It is concluded that all the projected TSPA model doses for comparison to the NRC individual protection standard, as referenced in 10 CFR 963.2 (66 FR 57298), are below the limits specified in the radiation protection standards (15 mrem/yr) for individual protection.

3.1.3 Evaluation of Repository System Performance for the Human Intrusion Scenario

The TSPA method set forth by the DOE guidelines at 10 CFR 963.16 (
66 FR 57298) calls for evaluation of postclosure performance of the Yucca Mountain disposal system where there is a human intrusion, in accordance with the NRC licensing regulations. The TSPA method for human intrusion will use prescribed assumptions about the human intrusion scenario given in 10 CFR 63.322 (66 FR 55732). Further, under 10 CFR 963.16(a)(2), the DOE will consider whether the Yucca Mountain disposal system is likely to comply with the human intrusion standard only if such compliance would be required under the NRC licensing regulations. The NRC licensing regulations establishing the human intrusion standard, 10 CFR 63.321, would require compliance in licensing with the 15-mrem dose limit for individual protection if the DOE determines that, within the 10,000-year regulatory compliance period, the waste packages would degrade sufficiently that a human intrusion could occur without recognition by the driller. If the DOE determines that exposure from a human intrusion is projected to occur more than 10,000 years after disposal, the analysis of the human intrusion scenario would be presented in the environmental impact statement, and the dose limits for the human intrusion standard would not apply.

The first failure of the waste package material, Alloy 22, occurs after approximately 30,000 years due to general corrosion.
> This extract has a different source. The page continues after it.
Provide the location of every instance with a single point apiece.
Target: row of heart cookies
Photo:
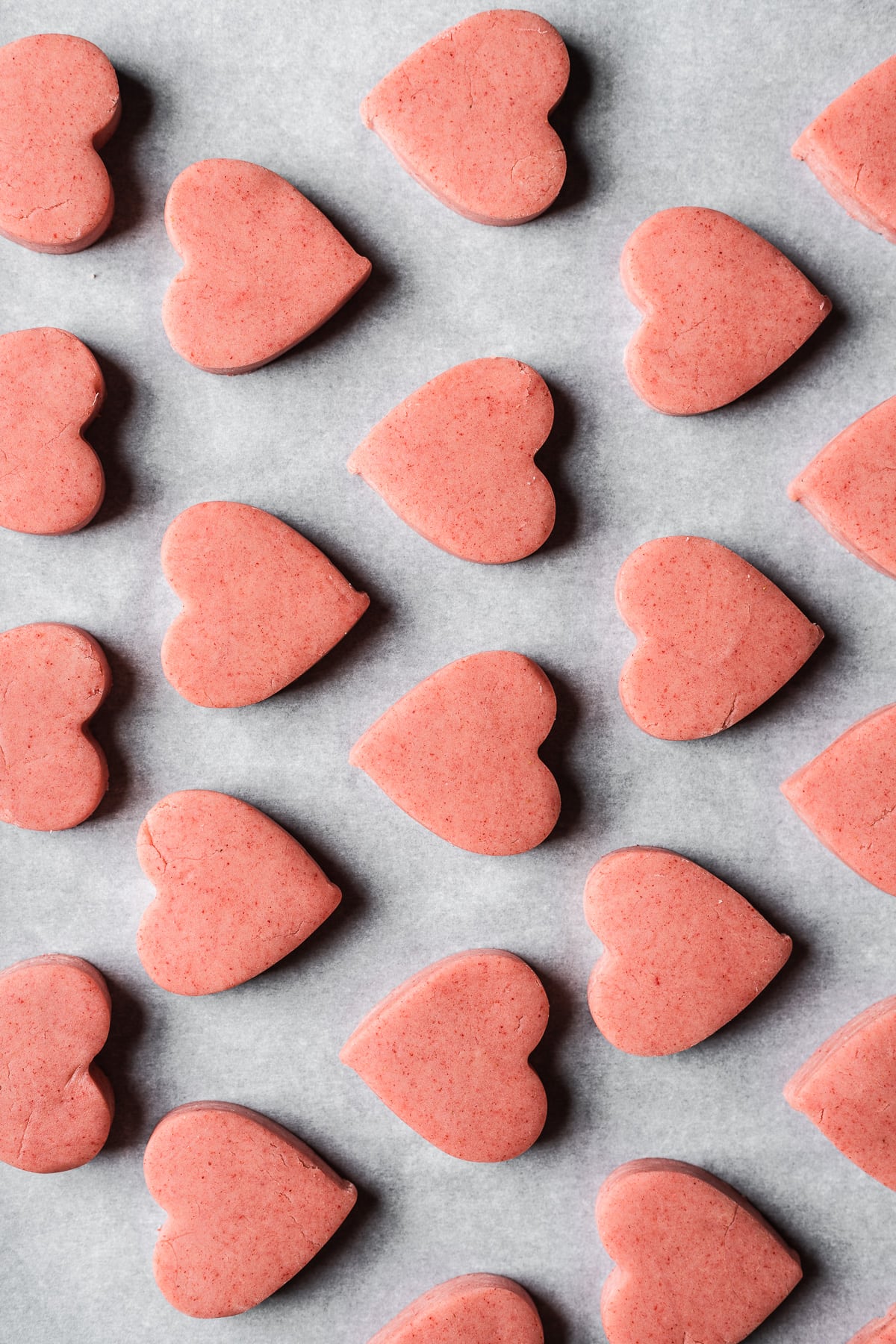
(447, 1053)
The DOE has, therefore, determined that the earliest time a human intrusion could occur without recognition by a driller is 30,000 years. This determination was based on analyses presented in Volume 1, Appendix A of FY01 Supplemental Science and Performance Analyses (BSC 2001a). Additional information supporting the timing of the human intrusion (at 30,000 years) is presented in the TSPA Sensitivity Analyses for NRC Regulations (Williams 2001b). The compressive strength and ductility of the metals from which the drip shields and waste packages are fabricated differ significantly from the rock that would surround them. Drillers would notice these differences. For example, the drilling assembly would buckle and bend when the bit attempts to penetrate the titanium drip shield and waste package (drill bits that are designed for rock do not easily penetrate metal, particularly titanium). The drillers should, therefore, recognize that they have attempted to drill into some material other than rock for at least as long as the drip shield or waste packages are intact. Analyses predict a 95 percent probability that the waste packages will remain intact for about 30,000 years. Because the dose from the human intrusion is expected to occur after the 10,000-year regulatory compliance period, the analysis of the human intrusion scenario (at 30,000 years) is presented in Final Environmental Impact Statement for a Geologic Repository for the Disposal of Spent Nuclear Fuel and High-Level Radioactive Waste at Yucca Mountain, Nye County, Nevada (DOE 2002c), and the dose limits for the human intrusion standard do not apply for purposes of the site suitability evaluation under 10 CFR Part 963 (66 FR 57298). The analysis is documented in the TSPA Report for Final Environmental Impact Statement and Suitability Evaluation (Williams 2001a, Section 6.4).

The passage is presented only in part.